Electronic – UART bit-rate vs frequency fundamentals

bit ratefrequencyuart

I am analysing some requirements regarding the sampling to be performed on a UART.

There is information provided however I am slightly confused by it and would like some clarification:

"The UART Receiver will sample at least 16 times faster than the fundamental transmission frequency of the UART. E.g for a 2 Mbit/sec bit-rate, the fundamental frequency is 1 MHz, requiring a sampling rate of 16 MHz min. The UART clock will therefore cycle at least eight times within one transmitted bit period."

  1. I understood that 16x Oversampling meant 16 samples per bit (not necessarily all captured depending on the RXR bit validation criteria), not 8.

  2. I understood that a 2 Mbps rate would be a fundamental frequency of 2 MHz, requiring a 32 MHz clock to perform the oversampling (this would therefore require a 1 Mbps rate to O-sample using a 16 MHz clock).

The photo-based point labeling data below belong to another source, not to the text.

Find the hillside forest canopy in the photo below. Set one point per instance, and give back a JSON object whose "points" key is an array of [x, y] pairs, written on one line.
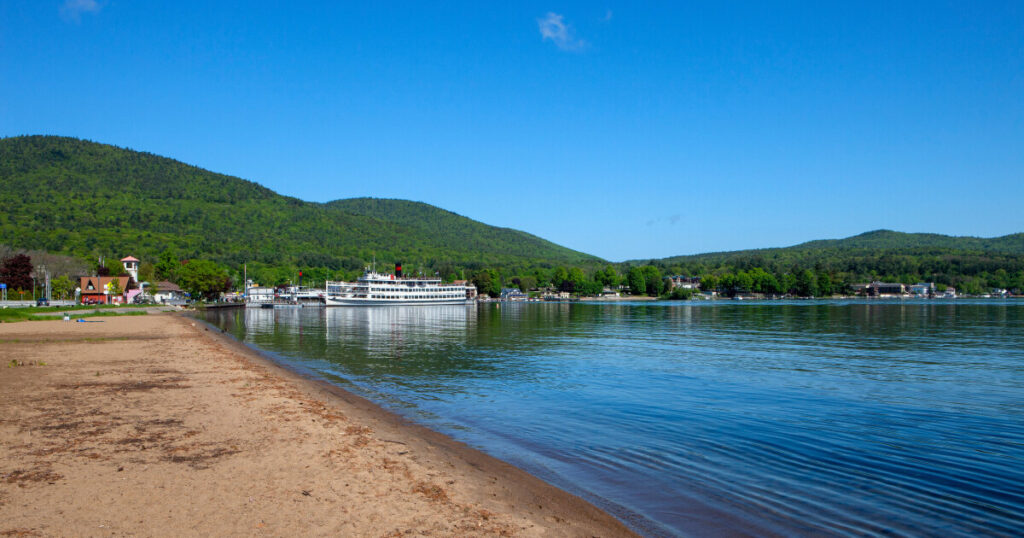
{"points": [[70, 204]]}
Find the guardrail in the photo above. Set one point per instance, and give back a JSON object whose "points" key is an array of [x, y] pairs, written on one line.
{"points": [[23, 303]]}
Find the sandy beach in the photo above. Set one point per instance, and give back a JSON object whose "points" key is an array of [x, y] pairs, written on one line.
{"points": [[156, 425]]}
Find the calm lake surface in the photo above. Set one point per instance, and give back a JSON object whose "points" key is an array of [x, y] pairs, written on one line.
{"points": [[696, 418]]}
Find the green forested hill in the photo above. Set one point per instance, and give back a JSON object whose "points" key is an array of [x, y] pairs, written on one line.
{"points": [[87, 199]]}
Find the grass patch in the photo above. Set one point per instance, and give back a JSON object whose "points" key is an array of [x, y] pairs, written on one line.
{"points": [[20, 315]]}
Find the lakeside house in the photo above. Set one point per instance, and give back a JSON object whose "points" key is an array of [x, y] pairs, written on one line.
{"points": [[168, 292], [681, 281], [513, 294], [96, 290], [260, 294], [880, 289]]}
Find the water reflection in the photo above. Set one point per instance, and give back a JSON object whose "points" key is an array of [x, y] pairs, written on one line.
{"points": [[804, 417]]}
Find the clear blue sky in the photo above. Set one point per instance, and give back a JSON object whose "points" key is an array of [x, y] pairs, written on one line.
{"points": [[621, 130]]}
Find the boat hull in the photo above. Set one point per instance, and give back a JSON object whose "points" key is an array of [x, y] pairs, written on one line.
{"points": [[358, 301]]}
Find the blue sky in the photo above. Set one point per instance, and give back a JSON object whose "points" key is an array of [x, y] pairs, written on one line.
{"points": [[622, 130]]}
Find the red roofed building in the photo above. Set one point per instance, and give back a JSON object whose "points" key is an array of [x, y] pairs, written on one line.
{"points": [[131, 266], [95, 290]]}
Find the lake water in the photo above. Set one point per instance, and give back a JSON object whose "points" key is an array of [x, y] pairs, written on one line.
{"points": [[697, 418]]}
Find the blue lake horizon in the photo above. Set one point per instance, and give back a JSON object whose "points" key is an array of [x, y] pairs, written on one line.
{"points": [[846, 417]]}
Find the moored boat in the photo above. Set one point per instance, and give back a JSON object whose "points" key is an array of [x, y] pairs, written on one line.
{"points": [[375, 289]]}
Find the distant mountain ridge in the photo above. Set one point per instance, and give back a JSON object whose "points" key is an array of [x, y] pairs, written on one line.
{"points": [[83, 198], [879, 240]]}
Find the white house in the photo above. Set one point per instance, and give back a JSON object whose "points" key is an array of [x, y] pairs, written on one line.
{"points": [[259, 294]]}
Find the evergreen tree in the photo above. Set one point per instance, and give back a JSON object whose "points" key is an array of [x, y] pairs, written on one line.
{"points": [[15, 272]]}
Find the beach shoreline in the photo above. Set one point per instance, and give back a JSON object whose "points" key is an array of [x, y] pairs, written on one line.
{"points": [[161, 424]]}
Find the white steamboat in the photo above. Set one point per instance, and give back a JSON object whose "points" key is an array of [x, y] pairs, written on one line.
{"points": [[376, 289]]}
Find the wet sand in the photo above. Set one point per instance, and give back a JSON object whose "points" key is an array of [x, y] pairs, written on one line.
{"points": [[156, 425]]}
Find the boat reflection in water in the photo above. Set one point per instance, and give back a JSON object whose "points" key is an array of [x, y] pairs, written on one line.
{"points": [[347, 343]]}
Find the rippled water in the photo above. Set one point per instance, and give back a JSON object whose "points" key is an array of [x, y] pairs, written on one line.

Is the example wrong or am I missing something fundamental here?

Best Answer

I understood that a 2Mbps rate would be a fundamental frequency of 2MHz

No, that is incorrect - in one period of 2 MHz there are two symbols. Hence, a baud rate of 2 Mbps might have a fundamental frequency of 1 MHz if all the data bits were 10101010101 etc..

I understood that 16x Oversampling meant 16 samples per bit

That's what I understand it to mean.